Pacman Fix up

What happens when pacman fails when you’re trying to recover from uninstalling a package that pacman needs?

1023 % sudo pacman -Syu
[sudo] password for bediger: 
pacman: error while loading shared libraries: libicuuc.so.78: cannot open shared object file: No such file or directory

Well, I’ll tell you what, you go through the stages of grief rapidly.

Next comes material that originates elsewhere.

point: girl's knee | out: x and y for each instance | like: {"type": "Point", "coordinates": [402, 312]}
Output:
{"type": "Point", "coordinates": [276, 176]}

1024 % ldd $(which pacman) | grep not                            # /var/cache/pacman/pkg
        libicuuc.so.78 => not found

Prelude

I got my machine to this embarrassing state by doing:

$ cd /var/cache/pacman/pkg
$ sudo pacman -U icu-78.1-1-x86_64.pkg.tar.zst

I did this to try to fix a PostgreSQL problem. I didn’t want to migrate my gitea data to PostgreSQL version 18. I did the migration anyway, after fixing this problem. The migration worked, that’s good.

Fix

pacman won’t run because it’s missing a dynamically loaded library, a file from a package you just used pacman to uninstall. Everything else seems to work. I know! Put the missing .so files back by hand. I haven’t cleared the pacman cache in ages, the package file is still in the cache directory.

$ cd
$ mkdir icu
$ cd icu
$ cp /var/cache/pacman/pkg/icu-78.1-1-x86_64.pkg.tar.zst .
$ unzstd icu-78.1-1-x86_64.pkg.tar.zst
$ tar xf icu-78.1-1-x86_64.pkg.tar usr/lib
$ cp usr/lib/libicuuc.so.78* /usr/lib

pacman -Syu now failed because the dynamic loader couldn’t find libicudata.so.78.

$ cd $HOME/icu
$ cp usr/lib/libicudata.so.78 /usr/lib

Did pacman work after this? No, it didn’t, for another weird reason.

1027 % sudo pacman -Syu
:: Synchronizing package databases...
 core is up to date
 extra is up to date
:: Starting full system upgrade...
warning: smokeping: ignoring package upgrade (2.8.2-3 => 2.9.0-1)
resolving dependencies...
looking for conflicting packages...

Packages (3) icu-78.1-1  postgresql-18.0-2  postgresql-libs-18.0-2

Total Installed Size:  119.40 MiB
Net Upgrade Size:        4.16 MiB

:: Proceed with installation? [Y/n] 
(3/3) checking keys in keyring                        [############################] 100%
(3/3) checking package integrity                      [############################] 100%
(3/3) loading package files                           [############################] 100%
(3/3) checking for file conflicts                     [############################] 100%
error: failed to commit transaction (conflicting files)
icu: /usr/lib/libicudata.so.78 exists in filesystem
icu: /usr/lib/libicuuc.so.78 exists in filesystem
icu: /usr/lib/libicuuc.so.78.1 exists in filesystem
Errors occurred, no packages were upgraded.

I finally encouraged pacman to do the upgrade with extreme prejudice:

$ sudo pacman -Su --overwrite "*"
...
$ sudo pacman -Q -i icu
Name            : icu
Version         : 78.1-1
Description     : International Components for Unicode library
Architecture    : x86_64

The --overwrite "*" had me a little worried. Would Linux allow a pacman process to overwrite shared library files that the pacman process itself had mapped in it’s address space? This struck me as a little different than deleting a file for which a process had an open file descriptor. It worked, now I have to re-evaluate how I think about open file descriptors versus files that are mapped in an address space.

Linux does use a file descriptor to do the mapping:

void *mmap(void *addr, size_t len, int prot, int flags, int fildes, off_t off);

int filedes has to hold a file descriptor resulting from an open(2) system call. Maybe deleting or overwriting a memory mapped file isn’t that different. I hope I don’t have to find out more.